When I was in grade school, at the end of every quarter we'd have a little ceremony in the auditorium when awards were handed out. They could be for any number of things, whether it was for math, or spelling, or reading, or god-forbid-you'd-ever-see-this-now, citizenship. I remember one year I received a first or second-quarter award for something (probably spelling, because I was reasonably good at it). It was a certificate with a clown juggling four balls. If you got the award four quarters in a row, you'd get a little rainbow spray of stickers along with the gold ball for the final quarter, indicating that you went above and beyond for the entire school year. That particular year, I only earned a single blue ball on whatever quarter that was, and I was devastated that didn't receive any more that year. But you know what? The next year I tried much harder to improve and I came away with two colored balls. I never did earn that gold ball, but I learned that if you want to be recognized and rewarded, you have to work at it. Sadly, it appears that attitude is now as extinct in schools—and society—as is common sense.

Which brings me to the next point.

Common sense. Not only is it not being taught in schools, it's apparently not being taught at all. And with social media constantly amplifying and rewarding acts of stupidity, I fear it is quickly becoming a lost art.

When I was in school and you misbehaved, you were disciplined. Sometimes that meant you sat on a chair just outside the classroom and didn't do anything until the teacher decided you had calmed down enough to rejoin the class. Other times it involved being locked in the supply closet. For real transgressions, however, you were sent to the Principal's Office, where your fate wasn't just a call to your parents; it meant a paddling. While I was never sent, I know from classmates who were that one trip was all it took for you to get your life in order.

Common sense also revolved around the school nurse. If you got sick, you went to the nurse. There you'd get real medical care, not just having ice applied as is apparently the current modus operandi. Ice? Really? Why bother having a nurse on staff at all?

And apparently a child can't even bring necessary, prescription meds to school any longer? Who the fuck came up with that rule?

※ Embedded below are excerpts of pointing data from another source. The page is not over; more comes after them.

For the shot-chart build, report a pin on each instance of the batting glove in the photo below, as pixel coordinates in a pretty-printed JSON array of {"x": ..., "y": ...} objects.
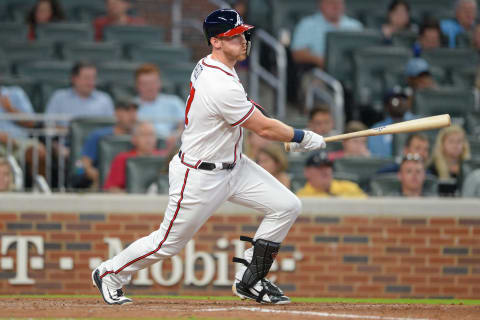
[{"x": 311, "y": 141}]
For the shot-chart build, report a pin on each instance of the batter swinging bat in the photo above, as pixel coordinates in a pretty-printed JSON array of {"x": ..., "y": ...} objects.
[{"x": 421, "y": 124}]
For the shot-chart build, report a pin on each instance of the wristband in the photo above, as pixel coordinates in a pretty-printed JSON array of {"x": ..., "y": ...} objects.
[{"x": 298, "y": 135}]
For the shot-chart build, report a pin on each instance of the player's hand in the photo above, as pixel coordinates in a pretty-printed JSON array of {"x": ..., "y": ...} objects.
[{"x": 311, "y": 141}]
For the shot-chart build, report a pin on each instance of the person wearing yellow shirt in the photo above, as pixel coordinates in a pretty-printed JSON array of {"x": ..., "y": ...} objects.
[{"x": 320, "y": 183}]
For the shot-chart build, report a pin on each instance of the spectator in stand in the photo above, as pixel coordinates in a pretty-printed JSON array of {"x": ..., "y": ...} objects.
[
  {"x": 320, "y": 183},
  {"x": 82, "y": 99},
  {"x": 398, "y": 19},
  {"x": 465, "y": 15},
  {"x": 397, "y": 106},
  {"x": 320, "y": 121},
  {"x": 126, "y": 116},
  {"x": 273, "y": 159},
  {"x": 356, "y": 147},
  {"x": 117, "y": 14},
  {"x": 6, "y": 176},
  {"x": 166, "y": 111},
  {"x": 418, "y": 75},
  {"x": 14, "y": 135},
  {"x": 309, "y": 38},
  {"x": 412, "y": 176},
  {"x": 430, "y": 37},
  {"x": 450, "y": 150},
  {"x": 417, "y": 143},
  {"x": 44, "y": 11},
  {"x": 145, "y": 143}
]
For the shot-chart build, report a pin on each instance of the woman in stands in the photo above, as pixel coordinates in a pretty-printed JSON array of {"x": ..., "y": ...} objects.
[
  {"x": 44, "y": 11},
  {"x": 398, "y": 19},
  {"x": 273, "y": 159},
  {"x": 450, "y": 150}
]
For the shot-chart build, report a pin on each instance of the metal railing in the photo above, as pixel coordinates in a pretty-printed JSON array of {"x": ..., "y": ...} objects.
[
  {"x": 329, "y": 90},
  {"x": 279, "y": 81}
]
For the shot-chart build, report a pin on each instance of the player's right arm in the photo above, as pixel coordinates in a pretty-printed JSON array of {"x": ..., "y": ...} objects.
[{"x": 271, "y": 129}]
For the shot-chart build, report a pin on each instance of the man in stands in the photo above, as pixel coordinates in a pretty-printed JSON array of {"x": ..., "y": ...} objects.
[
  {"x": 117, "y": 14},
  {"x": 82, "y": 99},
  {"x": 320, "y": 183},
  {"x": 144, "y": 142},
  {"x": 309, "y": 38},
  {"x": 465, "y": 16},
  {"x": 166, "y": 111},
  {"x": 126, "y": 116}
]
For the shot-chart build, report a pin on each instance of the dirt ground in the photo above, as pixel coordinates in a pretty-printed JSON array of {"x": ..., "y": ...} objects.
[{"x": 199, "y": 309}]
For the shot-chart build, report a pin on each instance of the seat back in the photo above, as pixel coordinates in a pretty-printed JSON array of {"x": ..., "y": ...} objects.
[
  {"x": 142, "y": 172},
  {"x": 108, "y": 148}
]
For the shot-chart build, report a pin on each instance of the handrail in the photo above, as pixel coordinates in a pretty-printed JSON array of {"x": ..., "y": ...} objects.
[
  {"x": 337, "y": 100},
  {"x": 257, "y": 72}
]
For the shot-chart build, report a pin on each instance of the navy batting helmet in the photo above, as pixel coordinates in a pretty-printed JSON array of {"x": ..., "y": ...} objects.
[{"x": 225, "y": 23}]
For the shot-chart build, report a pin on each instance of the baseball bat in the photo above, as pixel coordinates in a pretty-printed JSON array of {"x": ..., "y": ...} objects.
[{"x": 427, "y": 123}]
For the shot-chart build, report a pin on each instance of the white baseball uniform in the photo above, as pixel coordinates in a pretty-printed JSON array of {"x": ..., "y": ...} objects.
[{"x": 216, "y": 108}]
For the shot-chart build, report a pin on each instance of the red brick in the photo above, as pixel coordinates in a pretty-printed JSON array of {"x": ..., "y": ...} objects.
[
  {"x": 63, "y": 217},
  {"x": 427, "y": 231},
  {"x": 443, "y": 222},
  {"x": 441, "y": 260},
  {"x": 399, "y": 230},
  {"x": 413, "y": 241},
  {"x": 385, "y": 221}
]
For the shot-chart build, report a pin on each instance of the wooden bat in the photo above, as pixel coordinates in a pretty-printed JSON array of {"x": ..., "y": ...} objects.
[{"x": 421, "y": 124}]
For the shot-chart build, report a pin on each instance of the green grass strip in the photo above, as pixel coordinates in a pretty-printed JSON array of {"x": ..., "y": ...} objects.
[{"x": 294, "y": 299}]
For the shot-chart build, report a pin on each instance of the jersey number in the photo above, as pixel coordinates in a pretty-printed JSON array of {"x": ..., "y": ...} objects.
[{"x": 189, "y": 102}]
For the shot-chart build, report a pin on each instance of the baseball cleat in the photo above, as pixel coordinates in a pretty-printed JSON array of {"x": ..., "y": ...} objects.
[
  {"x": 263, "y": 292},
  {"x": 110, "y": 296}
]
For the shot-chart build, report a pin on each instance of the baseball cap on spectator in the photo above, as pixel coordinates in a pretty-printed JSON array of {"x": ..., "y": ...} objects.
[
  {"x": 318, "y": 159},
  {"x": 417, "y": 67},
  {"x": 125, "y": 104}
]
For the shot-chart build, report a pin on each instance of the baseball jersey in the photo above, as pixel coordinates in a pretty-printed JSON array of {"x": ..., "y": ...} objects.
[{"x": 216, "y": 107}]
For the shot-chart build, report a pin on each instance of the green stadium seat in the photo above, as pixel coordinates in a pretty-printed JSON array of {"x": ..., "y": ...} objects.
[
  {"x": 388, "y": 184},
  {"x": 451, "y": 59},
  {"x": 142, "y": 172},
  {"x": 108, "y": 148},
  {"x": 456, "y": 102},
  {"x": 92, "y": 51},
  {"x": 79, "y": 130},
  {"x": 24, "y": 51},
  {"x": 286, "y": 13},
  {"x": 12, "y": 31},
  {"x": 371, "y": 67},
  {"x": 118, "y": 72},
  {"x": 160, "y": 54},
  {"x": 46, "y": 70},
  {"x": 133, "y": 35},
  {"x": 65, "y": 32},
  {"x": 404, "y": 39},
  {"x": 339, "y": 52},
  {"x": 363, "y": 168}
]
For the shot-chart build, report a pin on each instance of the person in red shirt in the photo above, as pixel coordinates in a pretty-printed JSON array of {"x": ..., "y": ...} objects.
[
  {"x": 116, "y": 14},
  {"x": 144, "y": 141}
]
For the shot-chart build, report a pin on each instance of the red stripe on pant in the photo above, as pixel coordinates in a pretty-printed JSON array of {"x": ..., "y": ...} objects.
[{"x": 164, "y": 238}]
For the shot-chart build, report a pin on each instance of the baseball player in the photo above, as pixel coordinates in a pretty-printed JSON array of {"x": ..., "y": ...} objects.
[{"x": 211, "y": 169}]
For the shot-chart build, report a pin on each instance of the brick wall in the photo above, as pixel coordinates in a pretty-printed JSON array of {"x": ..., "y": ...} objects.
[{"x": 323, "y": 255}]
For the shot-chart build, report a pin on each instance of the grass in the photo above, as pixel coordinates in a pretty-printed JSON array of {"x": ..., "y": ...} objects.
[{"x": 294, "y": 299}]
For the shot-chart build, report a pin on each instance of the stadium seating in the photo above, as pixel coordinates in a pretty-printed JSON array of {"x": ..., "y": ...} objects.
[
  {"x": 371, "y": 66},
  {"x": 92, "y": 51},
  {"x": 79, "y": 130},
  {"x": 389, "y": 184},
  {"x": 456, "y": 102},
  {"x": 339, "y": 52},
  {"x": 12, "y": 31},
  {"x": 142, "y": 172},
  {"x": 108, "y": 148},
  {"x": 362, "y": 168}
]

Someone, somewhere, has got to stand up and say, "Enough!" The stupidity has to end.

I came from a generation who rode bicycles without helmets. Sometimes we broke bones. We got immunized so we wouldn't come down with measles or chicken pox or the mumps. We drank from the fucking garden hose. We were taught geography and history in school. For the unlucky few who just couldn't or wouldn't get it, they were held back a year (rare as it was, it did happen on occasion, and was always held over our heads as the ultimate deterrent).

And I think for the most part my generation turned out okay. It's just too bad so many of us turned out to be such horrible parents, unleashing on the world an entire generation of children—now adults—who think the world owes them a living and have passed and amplified that belief onto their children.

I have no answers or cures for any of these ills. I am simply an observer wondering how our society can continue on its present course and not turn into anything other than what was warned of in Idiocracy.